I am not suggesting that either method is infallible, or
that all species have equivalent tolerances to stagnation
or exposure. However, the evidence strongly suggests that
"damp" shipping is a better way to ship corals to
ensure their survival, another advantage of which is the reduced
shipping weight without large quantities of seawater. I tried
to explain this to the owner of a wholesaler in Fiji, Waterlife
Inc., who said that he had particularly bad success shipping
Acropora. When I suggested he try shipping "damp,"
he wouldn't hear of it and dismissed the idea curtly and completely.
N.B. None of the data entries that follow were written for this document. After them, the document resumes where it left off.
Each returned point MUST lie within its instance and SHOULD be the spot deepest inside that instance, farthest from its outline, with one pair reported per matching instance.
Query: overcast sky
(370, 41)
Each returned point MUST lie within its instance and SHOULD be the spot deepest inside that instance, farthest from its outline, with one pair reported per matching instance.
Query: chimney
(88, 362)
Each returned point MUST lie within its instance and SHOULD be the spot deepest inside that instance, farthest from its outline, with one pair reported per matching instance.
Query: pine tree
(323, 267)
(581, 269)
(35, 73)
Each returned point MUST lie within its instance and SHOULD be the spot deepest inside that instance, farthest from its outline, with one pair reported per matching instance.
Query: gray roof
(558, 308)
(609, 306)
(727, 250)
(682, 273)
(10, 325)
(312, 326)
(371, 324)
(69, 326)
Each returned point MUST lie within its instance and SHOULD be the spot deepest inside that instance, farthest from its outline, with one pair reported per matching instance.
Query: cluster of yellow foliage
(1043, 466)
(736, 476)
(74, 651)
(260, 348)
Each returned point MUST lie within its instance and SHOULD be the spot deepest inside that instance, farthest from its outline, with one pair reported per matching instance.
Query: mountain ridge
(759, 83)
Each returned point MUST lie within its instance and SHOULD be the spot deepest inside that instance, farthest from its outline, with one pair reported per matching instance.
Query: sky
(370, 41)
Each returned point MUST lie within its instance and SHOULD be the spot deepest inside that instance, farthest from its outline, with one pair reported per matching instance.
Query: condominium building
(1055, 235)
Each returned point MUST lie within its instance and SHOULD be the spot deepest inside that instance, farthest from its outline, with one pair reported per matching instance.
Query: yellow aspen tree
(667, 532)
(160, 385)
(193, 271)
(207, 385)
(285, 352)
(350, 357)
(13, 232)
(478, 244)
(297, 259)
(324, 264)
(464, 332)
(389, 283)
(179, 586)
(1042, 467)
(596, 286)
However, he also seemed to have had poor success maintaining
them in his facility, and perhaps the corals were already
too stressed to successfully endure the shipping. On the other
hand, some facilities seem to have nearly perfected the technique
of shipping in water. Still, if the success rate is good,
and if it is equally good when shipping without water,
the cost savings alone in freight charges should make a strong
case for change. If nothing else, more controlled trials should
be attempted in order to determine which method allows for
the greatest survival and in which species. It seems to be
a pragmatic economic and conservationist approach for all
involved.
For those species with attached flora and fauna because
of collection on live rock, shipping in water seems to pose
an even greater problem through fouling of bag water. Attached
or encrusting soft corals and corallimorpharians are good
examples of species attached to substrate that often arrive
in cloudy bags of water and in poor condition. In fact, live
rock with attached corals, sponges, urchins and bivalves that
I received from Gulf View arrived in sealed Styrofoam boxes
and with the rock wrapped in wet newspaper. The life on the
rock survived extremely well, including the aforementioned
organisms after a transport time of nearly 20 hours.
I plan to continue to conduct shipping trials and document
the results over the coming months and years. As I accumulate
more information I will present it again at some point in
the future. My next article will discuss issues with livestock
holding protocols, and provide suggestions on how to improve
health and survival of ornamental species to the trade.